Today In History: The Enabling Act Gives Adolf Hitler Absolute Power (1933)

Jeanette Lamb - March 23, 2017

On this day in 1933, The Enabling Act was passed, giving Adolf Hitler unquestioned power over Germany. The Enabling Act circumvented any checks and balances and enabled Hitler, and Hitler alone, to pass laws. Additionally, it granted him plenary powers: complete and absolute power to act in any situation, without limitations.

Today In History: The Enabling Act Gives Adolf Hitler Absolute Power  (1933)
Huffington Post

The official name of the Enabling Act was: Law to Remedy the Distress of People of the Reich. Prior to its passage, there had been a great deal of debate within the Central Party. The former Chancellor stood in opposition to its passage. One of the Enabling Act’s biggest proponents was the Centre Party’s chairman who was also a Catholic priest. Ludwig Kaas had met with Hitler and agreed to advocate voting for the Act’s passage in exchange for protection over the church’s civil liberties.

For the Enabling Act to be passed into law, at least two-thirds of Reichstag members were required to vote. The minimum number of members needed to make up the quorum was lowered from 432 to 378. This was done in order to not count 81 votes cast by the KDP (Communist Party). The Nazi party had used anti-communist rhetoric to justify large swaths of their agenda.
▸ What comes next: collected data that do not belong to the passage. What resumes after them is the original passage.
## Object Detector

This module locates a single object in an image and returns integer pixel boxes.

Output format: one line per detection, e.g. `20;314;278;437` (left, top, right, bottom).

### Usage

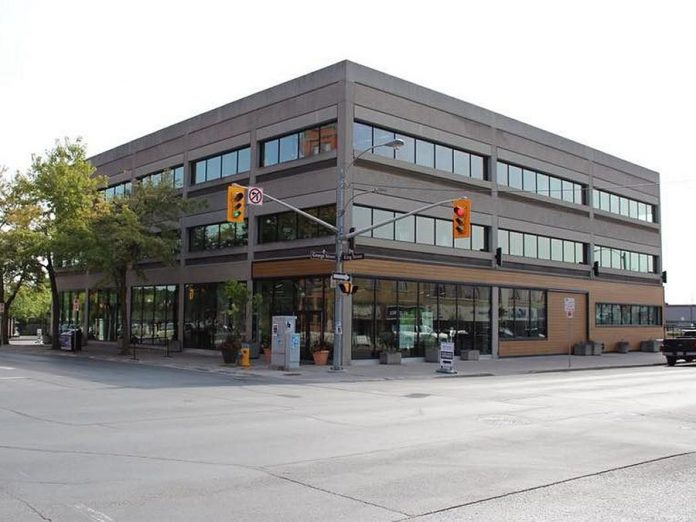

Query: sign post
564;297;576;368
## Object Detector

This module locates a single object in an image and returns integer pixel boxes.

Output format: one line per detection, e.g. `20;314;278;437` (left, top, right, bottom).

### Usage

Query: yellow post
240;346;250;368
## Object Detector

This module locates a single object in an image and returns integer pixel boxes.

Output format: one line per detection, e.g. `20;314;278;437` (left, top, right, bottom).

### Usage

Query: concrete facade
57;61;664;362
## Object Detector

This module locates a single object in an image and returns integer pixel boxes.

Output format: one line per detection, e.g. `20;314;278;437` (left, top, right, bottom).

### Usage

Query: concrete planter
591;341;603;356
616;341;630;353
640;340;660;353
425;346;440;362
380;351;402;365
461;349;480;361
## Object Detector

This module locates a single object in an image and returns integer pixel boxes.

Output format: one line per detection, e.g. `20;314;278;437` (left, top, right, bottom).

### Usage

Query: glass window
279;134;299;163
600;191;610;211
549;177;562;199
318;206;336;231
221;151;237;177
372;209;394;240
299;127;320;158
498;230;509;255
610;248;621;269
374;128;396;158
415;140;435;168
575;243;584;264
523;169;536;192
263;140;279;167
416;216;434;245
319;123;337;153
471;225;485;251
455;150;471;177
206;155;221;181
592;189;600;208
205;224;219;249
638;202;648;221
470;155;484;180
610;194;620;214
277;212;297;241
538;236;550;260
509;231;523;256
237;147;250;173
395;134;415;163
574;184;583;204
648;255;654;273
395;214;415;242
297;208;319;239
630;252;639;272
513;289;530;337
194;160;207;184
551;238;563;261
508;165;522;189
524;234;537;258
619;197;629;216
353;122;373;152
530;290;546;338
259;215;277;243
435;219;453;247
496;161;507;185
190;227;206;251
173;166;184;188
563;240;575;263
646;205;654;223
435;145;453;172
629;199;638;219
353;206;372;237
562;180;574;202
537;174;550;197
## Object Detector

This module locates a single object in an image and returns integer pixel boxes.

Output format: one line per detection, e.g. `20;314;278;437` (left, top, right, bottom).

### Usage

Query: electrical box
271;316;299;370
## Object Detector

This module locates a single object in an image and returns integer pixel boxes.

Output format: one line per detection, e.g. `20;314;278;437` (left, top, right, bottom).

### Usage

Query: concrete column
491;286;499;358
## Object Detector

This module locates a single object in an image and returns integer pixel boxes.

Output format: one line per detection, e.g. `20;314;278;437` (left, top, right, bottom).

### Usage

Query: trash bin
59;330;75;351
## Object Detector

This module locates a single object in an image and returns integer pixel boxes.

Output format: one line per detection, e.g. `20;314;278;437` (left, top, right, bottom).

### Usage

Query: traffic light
227;185;246;223
452;198;471;239
592;261;600;276
661;270;667;283
495;247;502;266
338;282;359;295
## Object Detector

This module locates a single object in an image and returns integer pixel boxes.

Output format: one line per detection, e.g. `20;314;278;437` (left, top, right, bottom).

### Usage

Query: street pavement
1;341;692;521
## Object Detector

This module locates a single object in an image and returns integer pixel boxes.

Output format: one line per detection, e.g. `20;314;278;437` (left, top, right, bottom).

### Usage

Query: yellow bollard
239;347;250;368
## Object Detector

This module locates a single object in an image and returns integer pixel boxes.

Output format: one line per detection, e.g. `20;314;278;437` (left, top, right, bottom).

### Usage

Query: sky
1;0;694;303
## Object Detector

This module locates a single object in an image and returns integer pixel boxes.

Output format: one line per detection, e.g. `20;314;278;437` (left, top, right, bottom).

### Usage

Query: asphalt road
1;350;695;521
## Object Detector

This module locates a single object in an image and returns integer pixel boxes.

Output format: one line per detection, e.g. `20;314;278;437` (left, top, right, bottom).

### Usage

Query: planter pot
591;341;603;356
616;341;630;354
640;340;660;353
312;350;330;366
221;348;237;364
425;346;440;362
380;351;402;365
573;342;593;356
461;349;480;361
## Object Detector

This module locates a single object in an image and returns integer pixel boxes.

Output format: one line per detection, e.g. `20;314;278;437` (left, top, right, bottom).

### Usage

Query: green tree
0;168;44;344
16;138;103;349
84;172;195;354
11;279;51;325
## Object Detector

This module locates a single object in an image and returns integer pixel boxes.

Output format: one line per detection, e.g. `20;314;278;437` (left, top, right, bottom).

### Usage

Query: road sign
247;186;264;206
310;250;337;260
564;297;575;319
332;273;351;281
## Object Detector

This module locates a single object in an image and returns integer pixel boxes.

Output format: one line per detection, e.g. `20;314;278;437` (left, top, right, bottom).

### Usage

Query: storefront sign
437;341;456;374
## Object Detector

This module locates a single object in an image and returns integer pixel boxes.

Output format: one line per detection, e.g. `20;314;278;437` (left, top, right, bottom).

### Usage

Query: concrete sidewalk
1;337;667;383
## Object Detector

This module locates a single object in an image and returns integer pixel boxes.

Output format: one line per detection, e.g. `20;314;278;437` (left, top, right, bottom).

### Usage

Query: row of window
353;122;486;180
497;161;584;205
131;285;178;345
499;288;547;339
595;303;662;326
194;146;251;185
594;246;655;273
499;229;585;264
103;181;132;199
261;123;337;167
258;205;336;244
189;221;248;252
142;166;184;189
353;205;488;252
592;189;655;222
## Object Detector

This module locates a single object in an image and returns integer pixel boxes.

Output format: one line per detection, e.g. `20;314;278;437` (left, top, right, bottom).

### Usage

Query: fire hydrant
239;346;250;368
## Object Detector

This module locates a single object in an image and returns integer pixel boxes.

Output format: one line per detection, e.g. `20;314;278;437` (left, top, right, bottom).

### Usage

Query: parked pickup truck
661;330;696;366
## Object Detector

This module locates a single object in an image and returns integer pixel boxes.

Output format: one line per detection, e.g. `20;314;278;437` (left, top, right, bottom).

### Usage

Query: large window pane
416;216;434;245
471;225;485;251
455;151;472;177
562;180;574;202
551;238;563;261
353;206;372;237
372;209;394;240
206;156;221;181
563;240;575;263
279;134;299;163
263;140;279;167
259;215;277;243
277;212;297;241
496;161;507;185
353;122;372;152
237;147;250;173
395;134;415;163
509;231;523;256
374;128;396;158
435;219;453;247
319;123;337;153
300;128;321;157
524;234;537;258
498;229;509;254
352;277;375;359
471;155;484;180
523;169;536;192
374;279;397;353
549;177;562;199
395;214;415;242
435;145;453;172
194;160;206;184
415;140;435;168
397;281;419;355
537;173;550;197
610;194;620;214
508;165;522;189
538;236;550;260
221;151;238;177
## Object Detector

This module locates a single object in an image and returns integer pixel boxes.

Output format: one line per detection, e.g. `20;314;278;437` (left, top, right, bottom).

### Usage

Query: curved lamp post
331;138;404;371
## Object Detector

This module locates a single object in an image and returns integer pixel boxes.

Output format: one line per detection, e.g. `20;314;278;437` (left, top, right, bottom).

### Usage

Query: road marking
0;366;16;370
73;503;114;522
0;376;26;380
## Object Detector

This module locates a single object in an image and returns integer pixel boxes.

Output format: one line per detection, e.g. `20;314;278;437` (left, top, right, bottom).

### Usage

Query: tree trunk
0;276;6;345
47;256;60;350
117;271;130;355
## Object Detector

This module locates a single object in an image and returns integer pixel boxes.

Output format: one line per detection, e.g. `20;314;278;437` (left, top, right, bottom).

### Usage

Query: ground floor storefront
56;258;665;362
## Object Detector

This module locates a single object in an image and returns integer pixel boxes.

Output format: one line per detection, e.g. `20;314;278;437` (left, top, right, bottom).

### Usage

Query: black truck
661;330;696;366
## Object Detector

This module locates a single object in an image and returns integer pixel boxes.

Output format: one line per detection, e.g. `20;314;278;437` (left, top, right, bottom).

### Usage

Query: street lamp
331;137;404;371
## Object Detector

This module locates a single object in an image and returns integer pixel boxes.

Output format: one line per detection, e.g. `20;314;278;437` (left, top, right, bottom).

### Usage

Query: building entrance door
298;311;323;360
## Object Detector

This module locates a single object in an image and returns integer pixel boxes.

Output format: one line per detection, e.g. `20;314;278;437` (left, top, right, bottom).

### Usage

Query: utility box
271;316;299;370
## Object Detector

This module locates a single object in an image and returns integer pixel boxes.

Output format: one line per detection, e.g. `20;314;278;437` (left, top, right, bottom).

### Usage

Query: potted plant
221;280;258;364
311;342;330;365
219;334;241;364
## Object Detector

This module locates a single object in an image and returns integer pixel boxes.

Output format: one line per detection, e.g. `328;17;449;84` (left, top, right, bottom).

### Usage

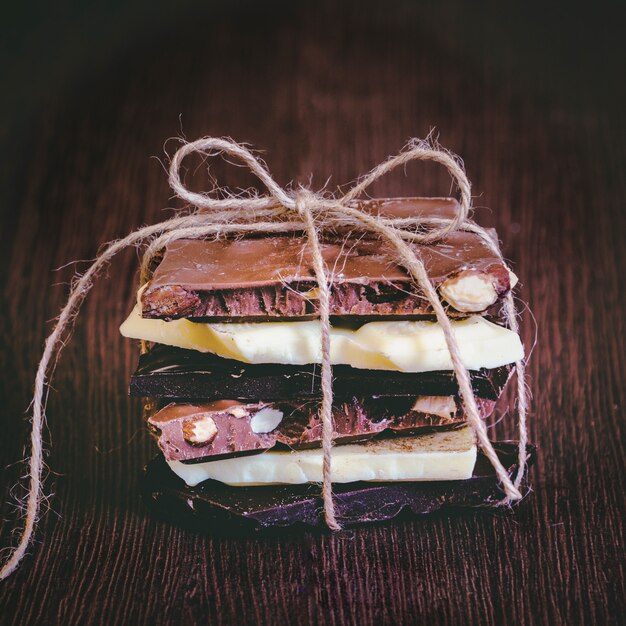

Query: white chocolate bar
120;305;523;372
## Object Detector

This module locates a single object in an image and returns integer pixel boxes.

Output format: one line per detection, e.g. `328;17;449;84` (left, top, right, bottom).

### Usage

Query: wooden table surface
1;2;625;624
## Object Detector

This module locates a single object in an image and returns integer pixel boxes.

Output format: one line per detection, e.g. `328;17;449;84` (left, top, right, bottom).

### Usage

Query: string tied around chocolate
0;136;529;580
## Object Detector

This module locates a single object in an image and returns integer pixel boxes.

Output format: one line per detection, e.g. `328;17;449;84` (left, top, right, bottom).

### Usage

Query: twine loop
0;135;528;581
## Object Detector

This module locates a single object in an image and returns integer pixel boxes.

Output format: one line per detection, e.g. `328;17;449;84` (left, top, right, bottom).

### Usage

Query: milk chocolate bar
149;396;497;463
141;442;535;530
130;345;513;401
141;198;515;320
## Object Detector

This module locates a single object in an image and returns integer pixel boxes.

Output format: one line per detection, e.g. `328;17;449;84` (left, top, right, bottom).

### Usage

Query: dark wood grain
1;1;625;624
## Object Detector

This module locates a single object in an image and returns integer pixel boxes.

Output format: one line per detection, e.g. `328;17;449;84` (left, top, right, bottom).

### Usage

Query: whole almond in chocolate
439;268;517;313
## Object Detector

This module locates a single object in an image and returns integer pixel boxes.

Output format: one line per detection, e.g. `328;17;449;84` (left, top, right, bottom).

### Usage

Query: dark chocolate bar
149;396;497;463
141;442;535;530
141;198;513;320
131;345;513;401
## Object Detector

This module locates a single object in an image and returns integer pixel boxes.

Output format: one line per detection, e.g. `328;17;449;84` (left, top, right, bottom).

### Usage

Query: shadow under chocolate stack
121;198;530;528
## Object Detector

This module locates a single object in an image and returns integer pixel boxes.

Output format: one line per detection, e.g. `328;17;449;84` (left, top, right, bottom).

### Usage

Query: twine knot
293;188;319;215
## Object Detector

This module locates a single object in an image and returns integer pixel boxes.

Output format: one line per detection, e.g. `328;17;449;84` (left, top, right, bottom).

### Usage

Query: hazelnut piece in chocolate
182;415;218;446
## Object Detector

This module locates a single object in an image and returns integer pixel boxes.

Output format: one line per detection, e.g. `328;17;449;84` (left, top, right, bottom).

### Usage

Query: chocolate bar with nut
140;198;516;321
148;395;498;463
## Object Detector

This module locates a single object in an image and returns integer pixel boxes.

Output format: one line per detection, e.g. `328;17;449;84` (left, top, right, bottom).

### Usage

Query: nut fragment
439;270;499;312
300;287;321;300
227;406;249;418
250;407;284;434
182;414;218;446
411;396;457;420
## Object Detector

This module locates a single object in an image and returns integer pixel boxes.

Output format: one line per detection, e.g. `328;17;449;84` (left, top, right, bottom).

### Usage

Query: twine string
294;190;341;530
0;136;528;581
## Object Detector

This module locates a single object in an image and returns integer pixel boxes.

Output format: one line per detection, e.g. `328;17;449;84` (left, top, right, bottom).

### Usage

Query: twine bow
0;136;529;580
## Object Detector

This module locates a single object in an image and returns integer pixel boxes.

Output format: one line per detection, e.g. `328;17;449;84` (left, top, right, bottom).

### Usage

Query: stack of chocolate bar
121;198;529;528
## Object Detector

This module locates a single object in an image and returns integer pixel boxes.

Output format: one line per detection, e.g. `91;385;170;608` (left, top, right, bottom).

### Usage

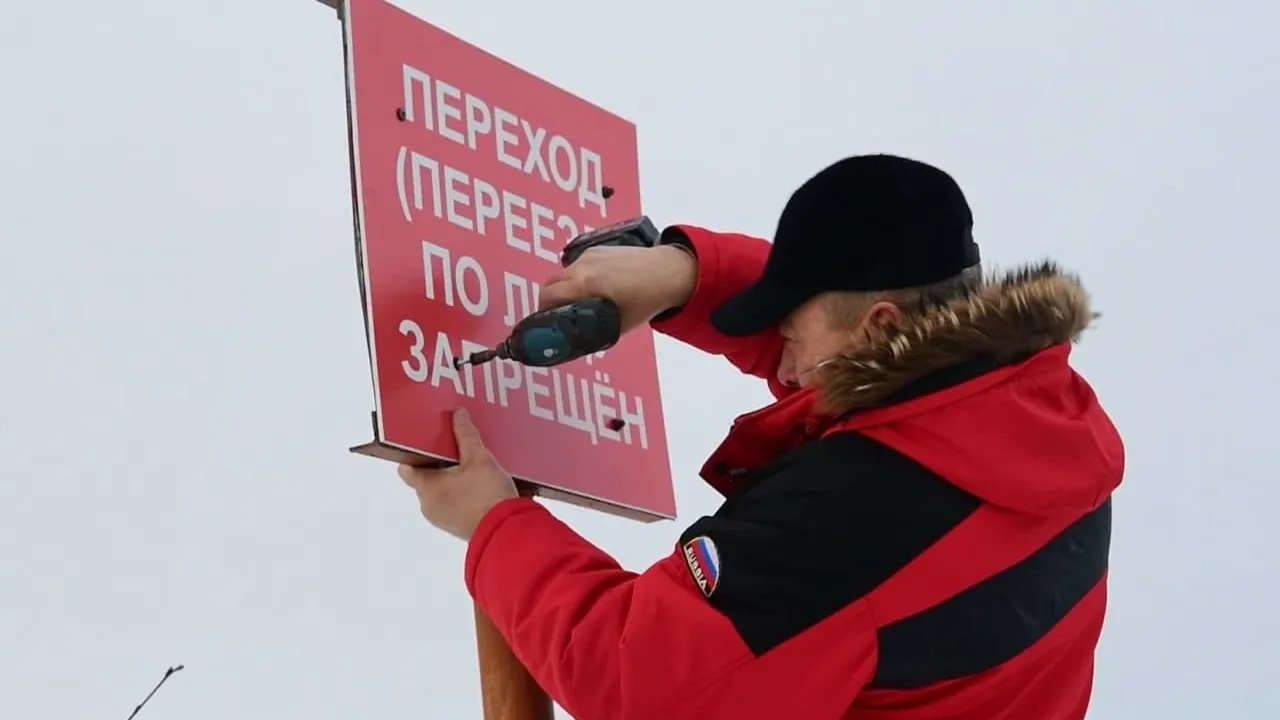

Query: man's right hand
538;244;698;334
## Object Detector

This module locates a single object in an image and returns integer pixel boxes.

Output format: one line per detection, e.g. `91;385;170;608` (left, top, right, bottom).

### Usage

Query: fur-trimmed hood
817;263;1097;415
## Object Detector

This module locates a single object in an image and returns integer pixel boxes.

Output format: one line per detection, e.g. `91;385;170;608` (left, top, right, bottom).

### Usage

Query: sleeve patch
682;535;721;597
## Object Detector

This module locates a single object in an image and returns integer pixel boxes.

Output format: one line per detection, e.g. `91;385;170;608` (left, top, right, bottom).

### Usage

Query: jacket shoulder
681;430;981;656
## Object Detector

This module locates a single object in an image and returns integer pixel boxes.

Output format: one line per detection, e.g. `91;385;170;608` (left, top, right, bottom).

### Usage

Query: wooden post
474;603;554;720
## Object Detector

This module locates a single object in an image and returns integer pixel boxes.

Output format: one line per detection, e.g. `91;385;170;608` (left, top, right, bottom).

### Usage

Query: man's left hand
398;407;518;541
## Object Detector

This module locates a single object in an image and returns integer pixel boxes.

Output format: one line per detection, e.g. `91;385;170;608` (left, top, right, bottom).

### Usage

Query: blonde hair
824;265;984;329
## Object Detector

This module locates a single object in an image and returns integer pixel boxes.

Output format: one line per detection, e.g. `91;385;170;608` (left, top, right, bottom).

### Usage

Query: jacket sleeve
463;434;933;719
650;225;790;398
466;499;756;720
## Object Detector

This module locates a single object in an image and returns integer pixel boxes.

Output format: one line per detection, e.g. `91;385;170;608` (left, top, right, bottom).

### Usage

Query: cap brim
709;279;812;337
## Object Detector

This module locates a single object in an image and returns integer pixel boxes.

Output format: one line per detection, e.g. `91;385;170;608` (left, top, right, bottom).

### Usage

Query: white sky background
2;0;1277;717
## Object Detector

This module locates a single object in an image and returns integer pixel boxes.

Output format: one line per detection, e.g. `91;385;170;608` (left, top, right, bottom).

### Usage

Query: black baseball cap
710;154;980;337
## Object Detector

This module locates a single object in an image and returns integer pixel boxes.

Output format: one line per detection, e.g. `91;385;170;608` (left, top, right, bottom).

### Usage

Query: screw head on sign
601;186;616;199
607;418;626;431
396;108;408;121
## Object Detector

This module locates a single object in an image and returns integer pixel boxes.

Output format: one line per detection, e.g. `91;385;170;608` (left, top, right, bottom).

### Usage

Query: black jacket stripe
870;498;1113;688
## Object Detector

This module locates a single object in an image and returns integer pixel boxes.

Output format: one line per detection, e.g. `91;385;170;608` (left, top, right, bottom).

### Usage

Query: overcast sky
3;1;1278;718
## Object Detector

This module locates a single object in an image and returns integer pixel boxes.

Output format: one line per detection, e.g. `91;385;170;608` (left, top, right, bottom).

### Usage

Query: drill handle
560;216;660;267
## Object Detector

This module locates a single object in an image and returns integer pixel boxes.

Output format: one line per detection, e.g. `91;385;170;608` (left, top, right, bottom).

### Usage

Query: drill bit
454;348;500;369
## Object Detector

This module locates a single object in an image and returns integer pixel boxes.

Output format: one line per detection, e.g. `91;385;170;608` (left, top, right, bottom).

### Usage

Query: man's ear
864;300;905;329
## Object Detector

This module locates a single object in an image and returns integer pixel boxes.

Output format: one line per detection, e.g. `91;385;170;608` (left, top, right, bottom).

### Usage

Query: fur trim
817;262;1098;414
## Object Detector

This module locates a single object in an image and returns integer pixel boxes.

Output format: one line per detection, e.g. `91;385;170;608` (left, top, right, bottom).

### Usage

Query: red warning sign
340;0;675;521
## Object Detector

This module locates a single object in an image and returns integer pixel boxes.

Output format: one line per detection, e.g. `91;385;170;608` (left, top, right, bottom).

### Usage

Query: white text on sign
388;62;654;453
398;317;648;449
402;64;609;220
419;240;551;328
397;148;597;266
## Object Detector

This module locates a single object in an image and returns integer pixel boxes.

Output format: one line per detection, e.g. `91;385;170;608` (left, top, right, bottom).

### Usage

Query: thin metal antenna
125;665;185;720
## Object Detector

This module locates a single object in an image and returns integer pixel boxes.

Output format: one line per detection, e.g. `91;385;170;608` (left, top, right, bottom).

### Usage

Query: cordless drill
452;216;661;369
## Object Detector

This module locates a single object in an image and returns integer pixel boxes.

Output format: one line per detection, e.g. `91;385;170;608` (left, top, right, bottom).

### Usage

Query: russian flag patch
682;535;721;597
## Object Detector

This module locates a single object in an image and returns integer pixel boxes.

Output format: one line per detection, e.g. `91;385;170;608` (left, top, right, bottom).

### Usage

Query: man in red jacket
399;154;1125;719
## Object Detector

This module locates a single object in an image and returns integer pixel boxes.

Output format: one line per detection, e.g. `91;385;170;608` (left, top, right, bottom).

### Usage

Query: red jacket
465;226;1125;719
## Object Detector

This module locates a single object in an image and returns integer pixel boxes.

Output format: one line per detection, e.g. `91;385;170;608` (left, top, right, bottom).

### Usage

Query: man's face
775;293;856;389
775;293;901;389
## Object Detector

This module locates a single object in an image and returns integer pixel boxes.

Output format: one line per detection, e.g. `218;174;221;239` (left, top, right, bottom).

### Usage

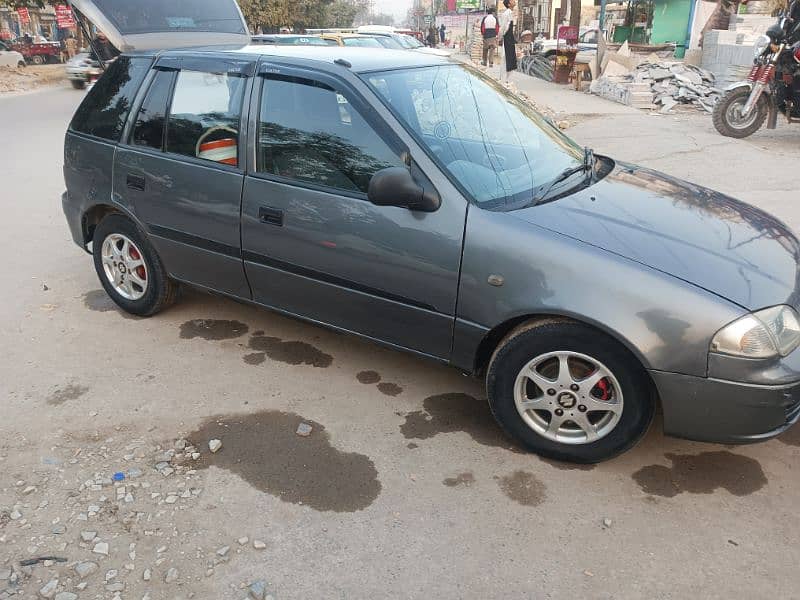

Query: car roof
140;45;449;73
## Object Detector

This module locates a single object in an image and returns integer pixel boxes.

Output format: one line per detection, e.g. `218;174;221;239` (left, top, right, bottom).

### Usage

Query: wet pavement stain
47;384;89;406
356;371;381;385
243;353;266;366
180;319;249;341
83;290;139;319
191;411;380;512
247;335;332;368
399;393;523;452
443;472;475;487
377;382;403;397
407;443;419;449
632;451;767;498
497;471;546;506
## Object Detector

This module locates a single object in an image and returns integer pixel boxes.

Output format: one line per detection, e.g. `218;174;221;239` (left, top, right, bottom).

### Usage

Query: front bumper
652;370;800;443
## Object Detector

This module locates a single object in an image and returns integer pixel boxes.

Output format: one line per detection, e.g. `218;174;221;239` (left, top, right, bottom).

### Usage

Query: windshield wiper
532;147;596;206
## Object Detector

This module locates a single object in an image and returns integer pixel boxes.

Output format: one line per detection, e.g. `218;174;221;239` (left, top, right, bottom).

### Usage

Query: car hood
511;163;800;311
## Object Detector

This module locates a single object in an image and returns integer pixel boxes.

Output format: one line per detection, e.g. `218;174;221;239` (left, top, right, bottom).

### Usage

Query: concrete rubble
591;58;722;114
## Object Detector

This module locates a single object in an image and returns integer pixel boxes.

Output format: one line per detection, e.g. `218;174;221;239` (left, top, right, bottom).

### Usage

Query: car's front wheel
70;79;86;89
487;320;654;463
92;214;178;316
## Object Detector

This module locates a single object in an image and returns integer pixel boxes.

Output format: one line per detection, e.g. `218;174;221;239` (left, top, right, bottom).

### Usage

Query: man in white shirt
480;8;499;67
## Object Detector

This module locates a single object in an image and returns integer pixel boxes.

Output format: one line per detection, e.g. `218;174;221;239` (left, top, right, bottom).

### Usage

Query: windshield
399;34;423;48
372;36;404;49
366;64;583;210
91;0;247;34
342;36;383;48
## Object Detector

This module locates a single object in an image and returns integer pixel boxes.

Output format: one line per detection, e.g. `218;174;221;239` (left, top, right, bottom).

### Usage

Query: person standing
480;8;499;67
427;25;437;47
439;23;446;45
499;0;518;82
65;34;78;59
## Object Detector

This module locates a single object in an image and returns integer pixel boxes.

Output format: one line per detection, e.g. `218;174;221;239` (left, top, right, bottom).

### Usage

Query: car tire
70;79;86;89
31;54;44;65
486;319;654;463
92;214;179;317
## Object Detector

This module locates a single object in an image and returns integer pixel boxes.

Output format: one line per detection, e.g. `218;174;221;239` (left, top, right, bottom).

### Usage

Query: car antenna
334;58;352;68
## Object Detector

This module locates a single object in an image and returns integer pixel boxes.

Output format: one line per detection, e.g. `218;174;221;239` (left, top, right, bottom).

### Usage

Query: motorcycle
713;1;800;138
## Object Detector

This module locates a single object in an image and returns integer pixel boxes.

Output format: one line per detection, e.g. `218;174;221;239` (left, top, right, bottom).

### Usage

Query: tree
327;0;359;28
699;0;738;45
569;0;582;27
0;0;55;8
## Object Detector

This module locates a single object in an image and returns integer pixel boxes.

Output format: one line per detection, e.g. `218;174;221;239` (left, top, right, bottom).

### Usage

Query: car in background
358;27;451;57
65;51;99;89
534;28;599;63
251;34;335;46
0;40;25;68
320;33;384;48
8;37;62;64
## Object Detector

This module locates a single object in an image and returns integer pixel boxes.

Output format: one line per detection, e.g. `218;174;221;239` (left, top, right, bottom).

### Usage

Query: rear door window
70;56;151;141
166;70;246;167
131;69;174;150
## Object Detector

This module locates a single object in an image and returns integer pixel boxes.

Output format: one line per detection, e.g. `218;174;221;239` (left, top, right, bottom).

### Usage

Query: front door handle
259;206;284;227
126;173;146;191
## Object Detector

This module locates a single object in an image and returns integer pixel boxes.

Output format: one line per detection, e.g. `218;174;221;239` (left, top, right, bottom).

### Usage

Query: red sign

Communist ideologies took direct aim at religion, denouncing it as “the opiate of the masses.” Hitler made use of church fears by offering protection from communism, but his overarching motive was not rooted in anything more than obtaining unlimited power. After the Enabling Act’s passage, he used his new powers to eliminate his opposition parties, thus transforming Germany into a single-party state.

With the Enabling Act, the Nazi government could pass laws totally free of opposition. Radical by design, the Act allowed unlimited deviation from the Constitution, rendering it obsolete along with the Reichstag, whose members were left politically impotent. On July 14, 1933 a law was passed making the Nazi Party the only legally recognized political entity in Germany.